Its uniquely designed floating offshore wind turbine prototype was launched successfully off New Bedford, Massachusetts, earlier this week. The 1/16 scale demonstrator’s launch is a big step forward for T-Omega Wind and for the offshore wind industry.
T-Omega Wind’s demonstrator unit is designed to be significantly lighter, use fewer materials, and will not require specialized infrastructure for deployment and maintenance. The best part is that the shallow draft design enables the use of existing infrastructure and deployment in waters that are not viable for current solutions. This substantially reduces the cost compared to legacy technologies.
The prototype is 27 feet tall and will be placed in a cove for testing purposes. The T-Omega turbine has a distinctive pyramidal shape with four legs, which is different from the turbines that have been seen towering above Route 18 in New Bedford.
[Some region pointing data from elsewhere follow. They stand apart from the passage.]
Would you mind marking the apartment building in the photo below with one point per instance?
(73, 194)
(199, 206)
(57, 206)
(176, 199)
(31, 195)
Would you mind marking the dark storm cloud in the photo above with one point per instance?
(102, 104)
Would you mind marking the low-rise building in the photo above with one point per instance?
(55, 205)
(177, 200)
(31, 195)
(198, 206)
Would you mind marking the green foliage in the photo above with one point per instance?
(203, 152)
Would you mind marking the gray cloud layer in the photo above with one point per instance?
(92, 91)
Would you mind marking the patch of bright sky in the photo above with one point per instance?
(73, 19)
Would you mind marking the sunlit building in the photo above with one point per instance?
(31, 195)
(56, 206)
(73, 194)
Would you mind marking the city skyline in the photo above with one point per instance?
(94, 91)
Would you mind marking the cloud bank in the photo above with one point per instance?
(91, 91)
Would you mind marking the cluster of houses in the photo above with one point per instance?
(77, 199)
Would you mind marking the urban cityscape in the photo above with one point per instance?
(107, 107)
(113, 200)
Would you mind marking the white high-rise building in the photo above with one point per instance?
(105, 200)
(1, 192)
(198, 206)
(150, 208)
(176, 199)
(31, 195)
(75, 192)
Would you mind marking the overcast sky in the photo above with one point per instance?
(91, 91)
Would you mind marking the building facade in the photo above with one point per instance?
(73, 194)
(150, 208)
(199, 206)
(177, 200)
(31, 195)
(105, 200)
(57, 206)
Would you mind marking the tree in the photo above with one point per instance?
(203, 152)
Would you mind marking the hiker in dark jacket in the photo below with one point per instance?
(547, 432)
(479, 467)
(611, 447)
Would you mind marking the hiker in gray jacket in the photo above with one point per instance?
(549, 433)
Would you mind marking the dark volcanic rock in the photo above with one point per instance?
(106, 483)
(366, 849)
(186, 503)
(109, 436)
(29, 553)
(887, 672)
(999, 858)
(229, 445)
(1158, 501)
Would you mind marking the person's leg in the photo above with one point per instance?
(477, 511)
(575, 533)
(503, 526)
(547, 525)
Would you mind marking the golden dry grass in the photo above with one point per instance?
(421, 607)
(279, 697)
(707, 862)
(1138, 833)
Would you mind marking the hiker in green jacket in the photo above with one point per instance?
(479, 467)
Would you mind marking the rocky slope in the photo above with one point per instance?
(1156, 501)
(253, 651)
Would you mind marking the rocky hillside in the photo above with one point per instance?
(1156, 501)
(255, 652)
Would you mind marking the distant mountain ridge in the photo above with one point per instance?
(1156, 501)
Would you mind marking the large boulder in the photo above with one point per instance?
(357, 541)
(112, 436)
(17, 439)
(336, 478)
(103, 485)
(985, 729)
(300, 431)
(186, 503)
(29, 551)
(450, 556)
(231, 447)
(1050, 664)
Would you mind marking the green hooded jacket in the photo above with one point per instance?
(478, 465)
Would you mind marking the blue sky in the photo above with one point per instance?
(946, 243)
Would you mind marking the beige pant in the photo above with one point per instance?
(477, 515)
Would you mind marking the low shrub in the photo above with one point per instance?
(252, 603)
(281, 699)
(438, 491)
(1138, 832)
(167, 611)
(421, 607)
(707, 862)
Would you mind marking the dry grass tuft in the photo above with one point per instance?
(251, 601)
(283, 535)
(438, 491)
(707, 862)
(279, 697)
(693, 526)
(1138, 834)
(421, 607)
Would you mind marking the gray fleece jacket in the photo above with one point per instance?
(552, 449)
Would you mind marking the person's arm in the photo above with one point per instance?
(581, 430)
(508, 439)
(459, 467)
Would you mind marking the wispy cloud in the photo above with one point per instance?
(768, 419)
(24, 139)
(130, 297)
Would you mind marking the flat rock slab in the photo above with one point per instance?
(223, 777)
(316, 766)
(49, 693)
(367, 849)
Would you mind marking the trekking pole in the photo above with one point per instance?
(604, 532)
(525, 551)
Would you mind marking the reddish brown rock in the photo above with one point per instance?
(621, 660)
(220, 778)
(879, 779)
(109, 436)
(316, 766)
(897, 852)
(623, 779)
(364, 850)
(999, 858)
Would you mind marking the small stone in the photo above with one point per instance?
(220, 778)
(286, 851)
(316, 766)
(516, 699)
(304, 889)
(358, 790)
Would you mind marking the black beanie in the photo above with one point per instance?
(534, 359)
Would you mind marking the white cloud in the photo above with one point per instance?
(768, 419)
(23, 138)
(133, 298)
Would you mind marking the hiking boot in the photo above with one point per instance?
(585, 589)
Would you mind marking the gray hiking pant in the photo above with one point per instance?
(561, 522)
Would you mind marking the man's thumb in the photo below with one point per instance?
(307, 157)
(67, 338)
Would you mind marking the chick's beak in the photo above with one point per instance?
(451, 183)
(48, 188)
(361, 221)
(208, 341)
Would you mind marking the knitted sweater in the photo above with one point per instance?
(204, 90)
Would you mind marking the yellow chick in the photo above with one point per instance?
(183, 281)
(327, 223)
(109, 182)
The turbine’s power generator – the nacelle – also differs from the typical design. Instead of sitting fixed and at the top of the turbine, the nacelle is disc-shaped and designed to move with the turbine. This allows it to adjust to the wind direction and speed more efficiently.
The company will monitor its performance and collect data for the next two to three months. This data will help them refine their design and optimize their technology for the full-scale version.
According to T-Omega, a full-size 10-megawatt turbine would place a 180-meter (590 feet) rotor, complete with variable pitch blades, on a 119-meter (390-foot)-high pyramid with 70-meter (230-ft) sides. The total system weight is estimated to be between 1,200 to 1,800 metric tons. It will provide annual electricity output of 44,000 MW-hours (at 50% capacity factor), which is enough to power more than 4,000 homes. Additionally, it will suppress 44,000 tons per year of carbon, equivalent to eliminating 9,000 internal combustion vehicles per year.
“Our team is thrilled to take this next step in launching our groundbreaking technology,” said T-Omega Wind CEO Brita Formato. “Floating offshore wind is a critical energy source for reaching multiple state and federal goals by 2030. The offshore wind industry is facing well-documented challenges.”
“T-Omega Wind’s radically redesigned floating offshore wind turbine will solve most of the challenges in an elegant and cost-effective manner. Our technology presents significant cost reductions in both production and installation/maintenance, entirely manufactured domestically. We are excited to showcase this technology to the world’s largest offshore wind developers, and we aim for full utility-scale deployments in the coming years.”
T-Omega Wind hopes to bring its commercial-scale product to the market by 2028 when the floating wind projects off the West Coast are slated to start. The “steel in the water” project in New Bedford is definitely a significant step towards achieving this goal. It’s amazing to see how renewable energy technology is advancing, and T-Omega Wind’s efforts will contribute to a more sustainable future.